Dans une déclaration forte et symbolique, le président burkinabè Ibrahim Traoré a annoncé que l’État a désormais le contrôle des mines d’or de Boungou et de Wahgnion, deux sites majeurs jusqu’ici exploités par la société britannique Endeavour Mining. Une décision qui marque un tournant dans la politique économique du pays.

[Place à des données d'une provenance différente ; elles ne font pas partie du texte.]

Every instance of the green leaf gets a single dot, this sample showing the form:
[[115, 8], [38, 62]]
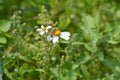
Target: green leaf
[[101, 56], [85, 72], [3, 40], [5, 25], [1, 70], [113, 64]]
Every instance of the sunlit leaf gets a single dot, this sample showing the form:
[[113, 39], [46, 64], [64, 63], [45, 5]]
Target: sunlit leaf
[[5, 25]]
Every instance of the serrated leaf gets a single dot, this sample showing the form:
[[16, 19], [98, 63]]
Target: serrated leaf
[[101, 56], [113, 42], [113, 64], [3, 40], [5, 25]]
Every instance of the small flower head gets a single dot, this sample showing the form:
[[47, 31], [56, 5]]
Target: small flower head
[[56, 34], [44, 29]]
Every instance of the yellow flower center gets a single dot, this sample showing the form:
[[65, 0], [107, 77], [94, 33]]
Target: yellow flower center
[[57, 32], [44, 28]]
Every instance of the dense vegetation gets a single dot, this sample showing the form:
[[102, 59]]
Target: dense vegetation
[[91, 53]]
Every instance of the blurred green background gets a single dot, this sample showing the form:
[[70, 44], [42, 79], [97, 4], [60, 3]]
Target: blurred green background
[[93, 51]]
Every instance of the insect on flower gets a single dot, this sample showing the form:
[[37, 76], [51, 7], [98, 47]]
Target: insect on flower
[[43, 29], [56, 34]]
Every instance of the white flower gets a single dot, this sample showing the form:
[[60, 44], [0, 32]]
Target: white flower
[[43, 29], [56, 34]]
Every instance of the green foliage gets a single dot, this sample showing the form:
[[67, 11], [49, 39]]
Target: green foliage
[[92, 53]]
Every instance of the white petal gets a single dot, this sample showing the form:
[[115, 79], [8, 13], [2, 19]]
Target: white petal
[[55, 39], [49, 38], [39, 30], [42, 32], [48, 27], [65, 35], [42, 26]]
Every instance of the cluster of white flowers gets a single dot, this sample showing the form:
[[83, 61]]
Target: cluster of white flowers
[[54, 36]]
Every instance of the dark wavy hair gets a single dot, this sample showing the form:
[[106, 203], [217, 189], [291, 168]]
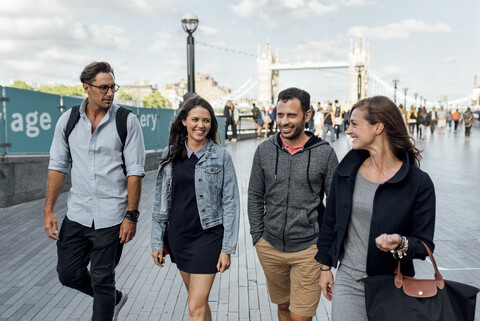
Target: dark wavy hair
[[380, 109], [178, 132], [90, 72], [300, 94]]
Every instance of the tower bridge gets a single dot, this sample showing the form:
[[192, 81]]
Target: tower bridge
[[362, 81]]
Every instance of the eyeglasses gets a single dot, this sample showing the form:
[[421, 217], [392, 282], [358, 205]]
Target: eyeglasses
[[104, 88]]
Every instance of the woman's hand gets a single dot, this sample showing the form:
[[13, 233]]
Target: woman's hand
[[223, 262], [326, 284], [158, 258], [388, 242]]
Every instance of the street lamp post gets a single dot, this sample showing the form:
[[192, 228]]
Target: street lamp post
[[190, 24], [358, 68], [395, 83]]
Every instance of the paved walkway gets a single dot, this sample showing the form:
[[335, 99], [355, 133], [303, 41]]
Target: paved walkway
[[29, 288]]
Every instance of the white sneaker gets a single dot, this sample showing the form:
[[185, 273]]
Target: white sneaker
[[119, 306]]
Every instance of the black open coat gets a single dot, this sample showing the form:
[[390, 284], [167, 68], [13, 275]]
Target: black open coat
[[405, 205]]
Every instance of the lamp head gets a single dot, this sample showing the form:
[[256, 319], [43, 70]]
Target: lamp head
[[189, 23]]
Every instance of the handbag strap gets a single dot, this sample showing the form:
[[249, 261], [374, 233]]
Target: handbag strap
[[438, 276]]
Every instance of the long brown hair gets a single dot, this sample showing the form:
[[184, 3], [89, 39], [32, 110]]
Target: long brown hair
[[178, 132], [380, 109]]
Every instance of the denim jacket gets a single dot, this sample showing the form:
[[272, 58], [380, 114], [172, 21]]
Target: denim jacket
[[216, 191]]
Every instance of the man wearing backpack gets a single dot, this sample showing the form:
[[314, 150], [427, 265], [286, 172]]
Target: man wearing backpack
[[106, 186]]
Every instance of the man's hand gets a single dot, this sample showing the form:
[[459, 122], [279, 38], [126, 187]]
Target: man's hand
[[158, 258], [326, 283], [388, 242], [51, 227], [127, 231], [223, 262]]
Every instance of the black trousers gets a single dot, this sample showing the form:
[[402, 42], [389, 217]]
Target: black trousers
[[79, 245], [467, 131], [234, 130]]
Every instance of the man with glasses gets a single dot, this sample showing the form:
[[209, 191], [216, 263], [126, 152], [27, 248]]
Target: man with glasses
[[105, 193]]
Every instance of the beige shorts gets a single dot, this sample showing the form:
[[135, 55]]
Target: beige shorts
[[291, 276]]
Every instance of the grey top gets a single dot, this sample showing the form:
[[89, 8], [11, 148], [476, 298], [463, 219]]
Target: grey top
[[99, 185], [199, 153], [356, 240], [285, 191]]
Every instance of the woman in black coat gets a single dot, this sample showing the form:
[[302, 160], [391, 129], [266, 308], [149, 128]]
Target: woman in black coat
[[380, 207]]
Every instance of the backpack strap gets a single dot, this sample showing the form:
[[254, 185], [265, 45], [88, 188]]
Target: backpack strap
[[72, 121], [121, 121]]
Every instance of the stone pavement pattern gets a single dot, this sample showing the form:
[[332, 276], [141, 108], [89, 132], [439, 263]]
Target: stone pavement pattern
[[30, 290]]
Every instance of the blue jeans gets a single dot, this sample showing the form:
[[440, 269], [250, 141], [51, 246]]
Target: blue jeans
[[326, 128], [78, 245]]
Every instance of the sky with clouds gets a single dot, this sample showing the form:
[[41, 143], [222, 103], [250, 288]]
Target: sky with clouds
[[432, 47]]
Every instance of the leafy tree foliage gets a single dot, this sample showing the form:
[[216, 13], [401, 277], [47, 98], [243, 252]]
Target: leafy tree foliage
[[21, 84], [156, 100], [64, 90], [123, 95]]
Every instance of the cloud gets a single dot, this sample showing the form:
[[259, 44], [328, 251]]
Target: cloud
[[207, 31], [265, 9], [400, 30], [390, 72], [35, 8], [56, 56], [450, 59], [316, 51]]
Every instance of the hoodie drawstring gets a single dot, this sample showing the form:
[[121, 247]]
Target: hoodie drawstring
[[308, 170], [276, 164]]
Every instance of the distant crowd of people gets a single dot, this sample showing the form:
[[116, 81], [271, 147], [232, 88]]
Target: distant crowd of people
[[419, 120]]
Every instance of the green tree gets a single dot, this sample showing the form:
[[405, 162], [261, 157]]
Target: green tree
[[156, 100], [63, 90], [21, 84], [123, 95]]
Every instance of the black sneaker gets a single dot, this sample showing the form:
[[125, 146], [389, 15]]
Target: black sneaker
[[119, 305]]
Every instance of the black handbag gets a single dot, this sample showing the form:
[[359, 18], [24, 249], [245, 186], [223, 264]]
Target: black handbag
[[399, 298]]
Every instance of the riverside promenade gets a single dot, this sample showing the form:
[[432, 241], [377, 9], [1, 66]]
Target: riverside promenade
[[30, 290]]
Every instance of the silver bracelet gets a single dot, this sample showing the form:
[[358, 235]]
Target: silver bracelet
[[401, 250]]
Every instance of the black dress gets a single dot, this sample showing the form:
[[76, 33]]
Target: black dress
[[193, 249]]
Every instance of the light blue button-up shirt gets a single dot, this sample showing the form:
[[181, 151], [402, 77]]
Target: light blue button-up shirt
[[99, 186]]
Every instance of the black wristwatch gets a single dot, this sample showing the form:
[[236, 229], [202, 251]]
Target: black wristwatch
[[132, 216]]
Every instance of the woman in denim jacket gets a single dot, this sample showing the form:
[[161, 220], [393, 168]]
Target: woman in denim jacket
[[197, 195]]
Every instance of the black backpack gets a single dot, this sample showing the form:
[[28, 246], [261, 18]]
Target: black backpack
[[256, 113], [120, 120]]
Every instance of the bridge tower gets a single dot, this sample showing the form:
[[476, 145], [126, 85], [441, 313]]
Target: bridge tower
[[359, 62], [267, 78]]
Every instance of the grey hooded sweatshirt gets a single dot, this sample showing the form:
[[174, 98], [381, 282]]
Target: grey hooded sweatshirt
[[285, 192]]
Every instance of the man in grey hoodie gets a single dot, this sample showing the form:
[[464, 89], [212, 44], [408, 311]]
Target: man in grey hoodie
[[291, 172]]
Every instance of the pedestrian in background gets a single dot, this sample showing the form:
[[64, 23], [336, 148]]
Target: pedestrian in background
[[290, 174], [258, 119], [197, 204], [272, 115], [434, 119], [231, 119], [442, 120], [106, 186], [328, 123], [469, 120], [318, 120], [422, 116], [266, 121], [412, 120], [337, 110], [449, 120], [456, 119], [373, 216]]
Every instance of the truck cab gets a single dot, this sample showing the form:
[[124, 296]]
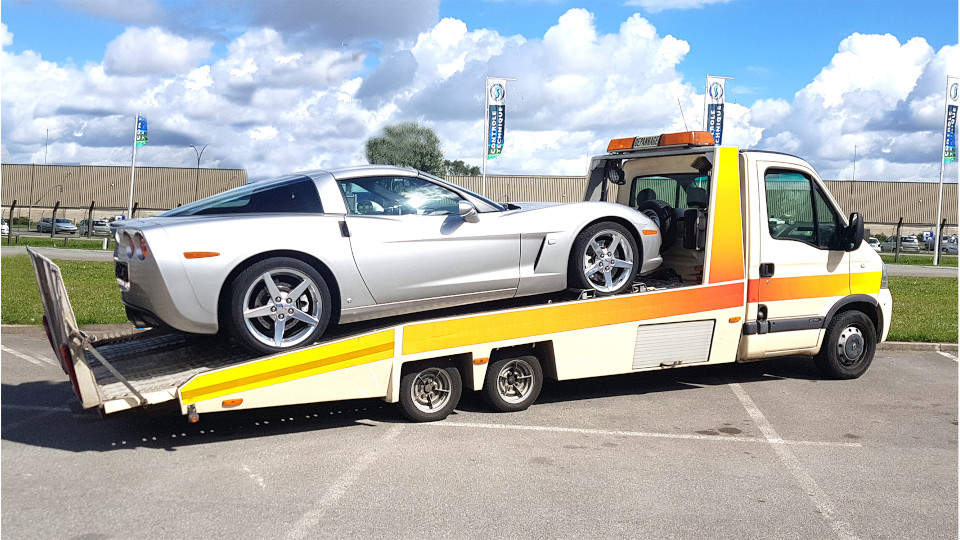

« Le peuple doit bénéficier directement des richesses de son sol », a affirmé le chef de l’État dans un discours télévisé suivi avec attention à travers tout le pays. Pour lui, la nationalisation de ces sites miniers n’est pas un simple changement de propriétaire, mais une reconquête économique, un levier pour financer la santé, l’éducation, les infrastructures et renforcer la souveraineté nationale.
Sur le terrain, de nombreux Burkinabè saluent cette orientation. « Pendant trop longtemps, l’or partait ailleurs. Aujourd’hui, il doit briller pour nous aussi », confie Idrissa, commerçant à Ouagadougou. Ce sentiment est partagé dans plusieurs localités proches des zones minières, souvent marquées par la pauvreté malgré la présence de ressources naturelles abondantes.
Mais cette reprise en main n’est pas sans conséquences. Certains partenaires internationaux expriment des inquiétudes, redoutant un climat moins favorable aux investissements étrangers. Le gouvernement, de son côté, reste ferme : « Le Burkina Faso reste ouvert à la coopération, mais sur la base de l’équité et du respect de notre souveraineté », a précisé un haut responsable du ministère des Mines.
Dans un contexte régional où d’autres pays comme le Mali et le Niger prennent également leurs distances avec les anciennes puissances, cette décision renforce l’image d’un Burkina Faso affirmé et tourné vers une gestion plus autonome de ses ressources.
Le pari est audacieux. Mais pour le président Traoré, il n’est plus question de reculer. L’or ne sera plus seulement un produit d’exportation. Il devient un outil de développement national.